Entretanto, nem todas as células (por exemplo, os eritrócitos) são capazes de
síntese “de novo” de purina nucleotídeos;
-uma série de reações leva à síntese de IMP, que é o precursor de ambos,
adenosina 5’-monofosfato (AMP) e guanosina 5’-monofosfato (GMP);
-Ocorre em cima da ribose-5-fosfato >>> podem advir das vias das pentoses-fosfato
ou da dieta;
-Enzimas: Sintase de RPP; Amidotransferase do fosforribosil;
-ocorre em etapas:
01.um grupo amino, doado pela glutamina, é ligado ao C-1 do PRPP, formando a
5-fosforribosilamina, que é altamente instável, com meia-vida de 30 segundos
em pH 7,5. O anel púrico é depois construído sobre essa estrutura.

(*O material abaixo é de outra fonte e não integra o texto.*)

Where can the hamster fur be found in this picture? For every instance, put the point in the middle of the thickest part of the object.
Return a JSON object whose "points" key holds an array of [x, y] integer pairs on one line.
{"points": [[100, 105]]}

02.adição de 3 átomos doados pela glicina >> Um ATP é consumido para ativar
o grupo carboxila da glicina (na forma de um acil-fosfato) para essa reação
de condensação.
03.O grupo amino da glicina, que foi adicionado, é então formilado pelo
N10-formiltetra-hidrofolato;
04.e um nitrogênio é doado pela glutamina antes que a desidratação e o
fechamento do anel formem o anel imidazólico do núcleo púrico, com cinco
membros, na forma de 5-aminoimidazol-ribonucleotídeo (AIR, etapa 5);
05.Nesse ponto, três dos seis átomos necessários para o segundo anel da
estrutura das purinas estão colocados no lugar. Para completar o processo,
um grupo carboxila é inicialmente adicionado (etapa➏). Essa carboxilação é
incomum pelo fato de não requerer biotina, mas utilizar bicarbonato,
geralmente presente em soluções aquosas. Um rearranjo transfere o
carboxilato do grupo amino exocíclico para a posição 4 do anel imidazólico
(etapa ➐).
06. As etapas 6 e 7 ocorrem apenas em bactérias e fungos.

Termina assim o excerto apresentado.